The leaves were swayed by the winds gentle, along with my skin being soaked up by the suns ray through the window. As we sat around the tatami mats, I was overwhelmed by the silence along with the sweet smell of incense which made its way across the whole room. Some people were dressed in colourful kimonos sitting in a refined and graceful position seiza (星座.) For just a moment, I felt like I was in Japan.
You would think that a Japanese tea ceremony is ALL about the tea right????? However, it goes far beyond just drinking and making tea. As a host, it’s about preparing a bowl of tea from the heart, and A LOT of time is taken into consideration for their guest.
We were presented with sweets before having tea. The presentation was mind-blowing. While the sweet was small (about the size of two KitKats). Being mindful was a very important aspect and gobbling down the sweet in one bite is probably NOT the best dining etiquette, especially in an environment that is so graceful and refined. Slowing down to eat the sweets was much more satisfying and it could focus more on the flavour, texture and most importantly appreciate the food that was provided (It took us 8 minutes to finish, not that I’m counting). From that alone, it reminded me about slowing down and enjoying the present. We live in such a busy and demanding environment where we have an endless task of things to do, deadlines, and sometimes, I can forget to slow down and appreciate the NOW and small aspects of life what can bring us joy and relief. I sat carefully listening to the quiet descriptions of each movement of the tea preparation. “Otemae chodai itashimasu 大手前長大”(Thank you for making the tea) as a hot bowl of matcha green tea was given to me. (I realised, that there is A LOT of bowing and important expression that needs to need to be said along the way).

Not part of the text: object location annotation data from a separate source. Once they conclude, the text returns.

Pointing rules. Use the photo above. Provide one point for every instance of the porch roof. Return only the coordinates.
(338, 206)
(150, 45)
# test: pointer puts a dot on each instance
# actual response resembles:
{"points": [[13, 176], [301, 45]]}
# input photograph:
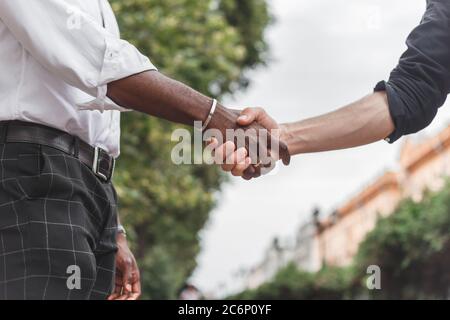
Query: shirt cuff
{"points": [[395, 109], [121, 60]]}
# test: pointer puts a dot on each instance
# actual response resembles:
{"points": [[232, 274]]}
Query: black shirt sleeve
{"points": [[419, 85]]}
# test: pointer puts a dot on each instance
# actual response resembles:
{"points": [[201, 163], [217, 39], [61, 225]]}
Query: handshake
{"points": [[250, 143]]}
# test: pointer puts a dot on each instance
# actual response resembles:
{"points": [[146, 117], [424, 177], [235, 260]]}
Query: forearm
{"points": [[365, 121], [157, 95]]}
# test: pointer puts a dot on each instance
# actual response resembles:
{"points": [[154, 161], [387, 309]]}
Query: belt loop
{"points": [[5, 128], [76, 147]]}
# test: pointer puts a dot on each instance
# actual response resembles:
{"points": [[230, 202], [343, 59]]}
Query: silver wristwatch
{"points": [[121, 230]]}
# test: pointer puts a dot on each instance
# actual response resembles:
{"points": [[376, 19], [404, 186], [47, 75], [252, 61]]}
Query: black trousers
{"points": [[58, 225]]}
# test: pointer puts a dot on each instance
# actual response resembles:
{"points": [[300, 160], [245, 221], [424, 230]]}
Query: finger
{"points": [[213, 142], [221, 153], [127, 278], [117, 292], [249, 172], [234, 159], [284, 154], [136, 286], [248, 116], [239, 169]]}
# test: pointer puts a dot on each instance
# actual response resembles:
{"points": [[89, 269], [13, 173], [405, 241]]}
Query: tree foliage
{"points": [[412, 248], [209, 46], [293, 284]]}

Throughout the ceremony, we got the privilege to admire and gaze upon the small details of arts, crafts, ikebana and handcrafted pottery, calligraphy. I was also very blessed to be given the opportunity to ask questions along the process and most communication was discussing about the tea preparation.
Our sensei explained how the Japanese tea ceremony teaches discipline to the modern-day Japanese society. It was meant to make you stay focused on your senses, to be in the moments and not be distracted by other thoughts as well as providing an essential connection to the old traditions.
When being exposed to another culture, it can be intimidating, especially as I did not want want to do or say something that might make the person feel offended. However, I learned the phrase (ichigo-icie一期一会 ) meaning that our experience is a once in a lifetime chance and to make the most of that one encounter.
Learning and embracing the Japanese culture was both scary and exciting and the sensei and other guests really appreciate new guests trying to learn their culture even though if small mistakes do happen. They already understood that it wasn’t intentional. I went home carrying this important lesson and also wanted to create a recipe that reflected my first tea ceremony experience. Now onto the recipe!
I loved this recipe for its simplicity and it reminds me of my first tea ceremony experience. This recipe is from Kimiko’s book The chopstick diet (though, I’m not a fan of the word “diet” anywayyyy). I experimented by using a small amount of rosewater. The rosewater brings an exotic floral scent and florid taste which compliments the matcha making it a light treat to enjoy. I often hear from a lot of people that matcha tastes extremely bitter. It’s important to notice that there are two different types of matcha. Cooking grade matcha which is used for cooking, making lattes or smoothies and ceremonial grade which is specifically used for tea ceremonies and if you want to drink matcha with no added ingredients (which I will talk about in the next post).
Rosewater creme green tea
- 2 teaspoons of toasted sesame seeds
- 1.5 – 2.0 teaspoons of matcha ( green tea powder)
- 1 teaspoon of rosewater
- 2 tablespoons brown sugar 300ml soy milk
- 1/2 agar agar (or powdered form)
- Step 1 Put the sesame seeds in a mortar and grind with the pestle until smooth. Add the matcha and brown sugar and continue to grind until the mixture becomes uniform and smooth.
- Step 2 Dissolve the agar in a little bowl with a tablespoon of soymilk. In a heatproof bowl, mix the rest of the soy milk with the tea mixture and add the agar-agar. Cover the bowl with a piece of clingfilm and microwave on medium for 90 seconds stirring a couple of times.
- Step 3 Remove the clingfilm and pour in into two serving glasses. Let them cool to room temperature and then refrigerate. Place a raspberry in the centre of each glass and serve (for three servings, multiply quantities by a third.)